At the time, taste was moving away from the rather crude Edison Phonograph to the more sophisticated and versatile gramophone, and George Henry believed he could improve considerably on the basic format through better engineering and higher quality. He began manufacturing his machines in modest numbers at his works in Bridge Street until the First World War, despite George Henry having died in 1913. There was an agreement to market them in Canada in 1912, but the war killed that too.
George Henry was truly a Derby maker, but his machines are rare, simply because he charged rather more for them than for an ordinary HMV job, nor did he have the capacity to make them in particularly large numbers, for they were entirely hand-built.

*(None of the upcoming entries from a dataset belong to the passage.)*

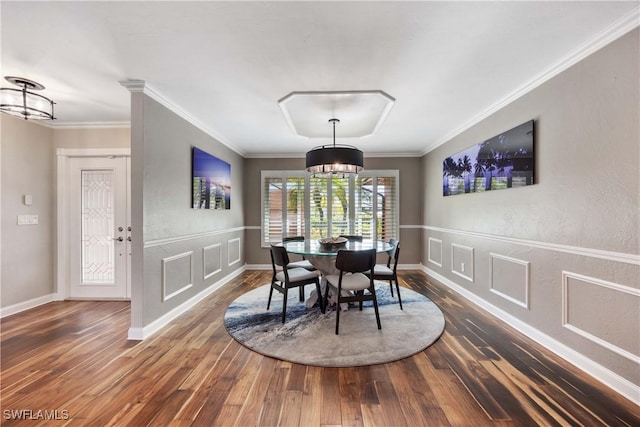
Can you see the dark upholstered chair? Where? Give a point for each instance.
(304, 263)
(388, 271)
(352, 266)
(286, 278)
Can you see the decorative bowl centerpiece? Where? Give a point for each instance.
(332, 243)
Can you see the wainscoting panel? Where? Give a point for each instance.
(211, 260)
(435, 251)
(583, 298)
(510, 279)
(233, 250)
(462, 261)
(177, 274)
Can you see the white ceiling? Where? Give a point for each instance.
(225, 65)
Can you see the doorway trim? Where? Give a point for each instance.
(62, 215)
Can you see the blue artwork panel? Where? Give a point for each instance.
(211, 178)
(504, 161)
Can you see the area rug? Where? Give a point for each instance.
(308, 336)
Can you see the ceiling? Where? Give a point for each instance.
(225, 65)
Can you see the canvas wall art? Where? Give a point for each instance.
(504, 161)
(211, 178)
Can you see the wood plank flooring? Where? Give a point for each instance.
(72, 361)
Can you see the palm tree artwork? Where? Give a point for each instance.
(501, 162)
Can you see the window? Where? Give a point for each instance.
(297, 204)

The main difference is that he did away with the cumbersome horn, so familiar to old gramophones today, creating a built-in metal soundbox, which also eliminated surface hiss. He also patented an automatic stopping device, so that as soon as the needle reached the end of the record, the motor stopped, so there was no need for someone to stand over the machine all of the time. The motor also ran long enough even to play the then rare 12-inch records, another refinement! Furthermore, the spring was guaranteed not to break.
One of the aims I set myself when I was Keeper of Antiquities, was to seek one out and acquire one, but it wasn’t until the early 1990s that one of my spies located an example in private hands in Lancashire. It was a delightful ‘miniature’ machine, set in a mahogany and box-inlaid case of the highest quality. Better still, it was in excellent condition and in full working order. In consequence, I obtained an independent valuation from a friend, James Lewis, then of Neale’s in Becket Street, and managed to complete the acquisition, putting it on display in the gallery which connects the Soldier’s Story Gallery to the Joseph Wrights.
The example we bought (with a V&A grant-in-aid plus match funding from the Friends) was what was advertised as a ‘Miniature Bassanophone No. 1’ (intended for table-top as well as floor use) and originally cost £16 in an inlaid case. The threefoot (91.5cm) tall, free-standing machines cost 50 guineas (£52.50).
After the war killed off the market for high-end domestic equipment, the firm went on to make coils and automatic signalling equipment for the Royal Navy – examples of which the Museum has yet to acquire. George Henry was also a naturalist and a keen cycling pioneer.
There was a Bassano educational connection, too. A great niece of Wright’s sitter, married the pioneer schoolmaster Thomas Swanwick (1754-1814), an educational pioneer and friend of Erasmus Darwin, whose enjoyable memorial stands near the organ console in the Cathedral’s north aisle. She also taught and carried on the St. Mary’s Gate school after his death.